KPMG’s investigation into its work for the Guptas, accused by a public watchdog of improperly influencing government contracts, did not identify any evidence of illegal behaviour or corruption. But it did find that work done for Gupta family firms “fell considerably short of KPMG’s standards”, the auditor said in a statement.
It became the third global firm to be damaged by work carried out for the Indian-born brothers, after public relations agency Bell Pottinger – whose British business collapsed this week – and consultancy McKinsey.
Both Zuma and the Guptas deny wrongdoing and say they are victims of a politically motivated witch-hunt. The Guptas and their companies have not been charged with any crime, but the scandal is one of many that have dogged the Zuma presidency.
“This has been a painful period and the firm has fallen short of the standards we set for ourselves, and that the public rightly expects from us,” KPMG’s new South African CEO Nhlamu Dlomu said.
“I want to apologise to the public, our people and clients for the failings that have been identified by the investigation.”
KPMG said it would donate the 40 million rand (2.21 million pounds) it earned in fees from Gupta-controlled firms to charity and refund 23 million rand it earned compiling a controversial report for the South African tax service.
South African chief executive Trevor Hoole, chairman Ahmed Jaffer, chief operating officer Steven Louw and five senior partners all resigned.
“I absolutely understand that ultimate responsibility lies with me,” Hoole said in a statement.
KPMG is also seeking to take disciplinary action to dismiss Jacques Wessels, the lead partner on audits of Gupta-linked firms, it said. Wessels did not answer a call to his mobile phone seeking comment.
Andrew Cranston, former CEO of KPMG in Russia, has been appointed as interim chief operating officer.
Mmusi Maimane, the leader of the opposition Democratic Alliance, called for a criminal probe.
“While I welcome these resignations, anyone who is involved in state capture must be criminally prosecuted,” said Maimane, using a term denoting illicit outside influence on government decision-making.
“KPMG must be subject to a full investigation both locally and internationally,” he told Reuters.
The audit firm is still under investigation by South Africa’s IRBA, the auditors’ regulatory body.
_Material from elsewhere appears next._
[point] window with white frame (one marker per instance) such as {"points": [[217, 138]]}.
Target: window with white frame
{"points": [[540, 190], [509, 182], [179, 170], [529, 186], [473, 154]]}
Its lightest sanction is a caution or reprimand; the heaviest would be removal from the auditors’ register, which would have a devastating impact on KPMG’s African business.
The three Gupta brothers, Atul, Ajay and Rajesh, came to South Africa in the early 1990s and built a commercial empire stretching from computers to mining and media.
The family has employed Zuma’s son Duduzane as a director of one of its subsidiaries. The brothers have rejected the public watchdog’s accusations of corruptly influencing Zuma.
The turmoil at KPMG follows the placing into administration of the British arm of Bell Pottinger on Tuesday, after clients deserted it because of a backlash over a racially charged political campaign it ran for the Guptas.
Global consultancy McKinsey is also being investigated by South Africa’s parliament over whether it knowingly let funds from state power utility Eskom be diverted to a Gupta company as a way of securing a $78 million contract to advise Eskom.
McKinsey is carrying out its own investigation, but has denied wrongdoing.
The Gupta scandals have piled pressure on Zuma and opened a deep divide in the ruling African National Congress, the party that has ruled since Nelson Mandela swept to power at the end of apartheid in 1994. It is due to elect a new party leader in December.
David Lewis, chief executive of Corruption Watch, an NGO that has been at the forefront of efforts to expose alleged wrongdoing by the Guptas and those around them, said he doubted that KPMG had really turned over a new leaf.
“Good riddance – it’s great they’ve gone,” he said. “But it’s got to go to the culture of the firm, quite frankly. I doubt that people of that seniority were conducting themselves in a manner that doesn’t reflect the culture of the firm.”